One of the most touching stories from Jean Paul was about the passport that fashion afforded him. He had always been different from his schoolmates, but his talent for fashion allowed him to be accepted by his peers and the rest of the world. The experience of feeling like an outsider gave him a unique perspective on the world: “I have always been inspired by things that are different – maybe because I was not accepted myself,” the designer said.
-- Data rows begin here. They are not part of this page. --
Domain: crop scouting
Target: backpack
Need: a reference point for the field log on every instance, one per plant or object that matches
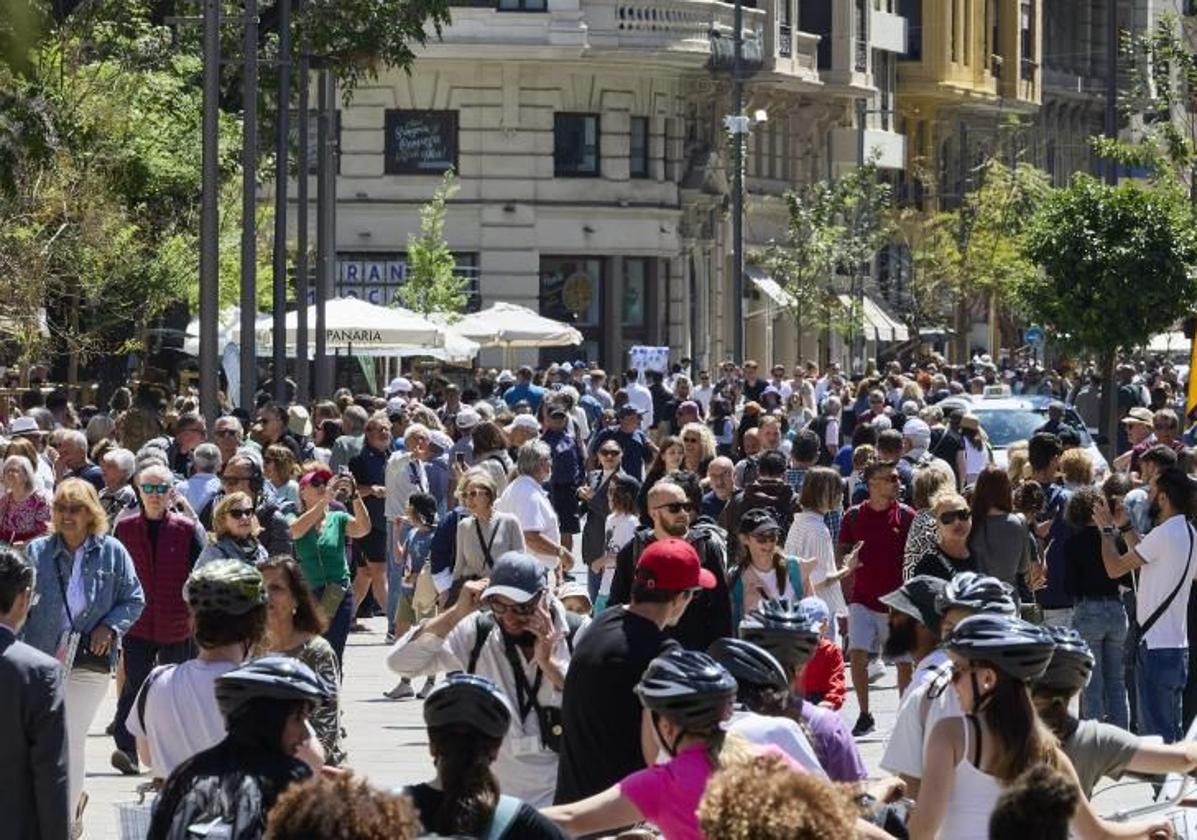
(485, 624)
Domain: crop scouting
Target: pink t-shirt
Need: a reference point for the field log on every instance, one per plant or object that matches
(668, 795)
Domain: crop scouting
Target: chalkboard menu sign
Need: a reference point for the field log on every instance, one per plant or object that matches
(420, 142)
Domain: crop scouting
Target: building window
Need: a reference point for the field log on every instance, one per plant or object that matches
(1027, 43)
(575, 145)
(419, 142)
(638, 148)
(912, 10)
(523, 6)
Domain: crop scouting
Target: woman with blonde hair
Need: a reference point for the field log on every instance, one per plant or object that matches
(24, 505)
(87, 596)
(698, 448)
(236, 529)
(929, 481)
(283, 470)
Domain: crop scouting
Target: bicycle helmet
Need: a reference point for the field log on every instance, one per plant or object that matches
(978, 592)
(787, 631)
(274, 677)
(1018, 647)
(228, 586)
(749, 664)
(690, 688)
(1071, 662)
(468, 700)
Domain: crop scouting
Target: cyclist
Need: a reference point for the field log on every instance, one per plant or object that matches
(687, 697)
(929, 699)
(228, 790)
(972, 759)
(467, 719)
(1097, 748)
(175, 714)
(790, 634)
(763, 693)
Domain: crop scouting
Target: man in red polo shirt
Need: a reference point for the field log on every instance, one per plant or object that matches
(875, 529)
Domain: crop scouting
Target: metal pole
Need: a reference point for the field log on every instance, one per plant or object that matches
(280, 202)
(860, 340)
(249, 211)
(323, 245)
(1111, 165)
(303, 367)
(210, 220)
(737, 190)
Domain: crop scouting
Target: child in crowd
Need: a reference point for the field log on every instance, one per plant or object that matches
(620, 528)
(821, 680)
(418, 600)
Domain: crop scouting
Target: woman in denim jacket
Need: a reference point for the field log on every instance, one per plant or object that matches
(85, 584)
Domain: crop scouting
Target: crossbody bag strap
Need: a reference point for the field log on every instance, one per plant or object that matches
(1167, 602)
(486, 546)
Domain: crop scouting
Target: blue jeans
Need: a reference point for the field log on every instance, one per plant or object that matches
(1103, 625)
(1161, 683)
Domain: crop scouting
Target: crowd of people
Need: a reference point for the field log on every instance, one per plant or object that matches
(623, 603)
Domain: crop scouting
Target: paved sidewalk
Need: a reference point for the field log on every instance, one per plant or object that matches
(387, 741)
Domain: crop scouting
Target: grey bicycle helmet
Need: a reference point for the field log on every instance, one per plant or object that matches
(273, 677)
(228, 586)
(690, 688)
(1071, 662)
(468, 700)
(978, 592)
(748, 663)
(1015, 646)
(787, 631)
He has been a pioneer in the fashion industry for celebrating differences, using models of different sizes, shapes, races, and genders.

Suzy Menkes also asked the designer about “the whole business of putting sexuality on the map – which was completely taboo in the 70s and early 80s.” He was quick to say that he never set out to be the enfant terrible of the fashion world: “My goal was never to be scandalous – it was a reflection of what I was seeing around me.” He referenced the young women of Paris from the time, Farida Khelfa being one, who would buy designer clothes at flea markets and put their own spin on them, wearing Chanel jackets over bras for a night at the clubs. “I was seeing that and thinking of the corset of my grandmother, and just going with the time – sexual liberty and freedom. Women could be strong but also show their sexuality – but it didn’t mean that they were facile,” the designer explained.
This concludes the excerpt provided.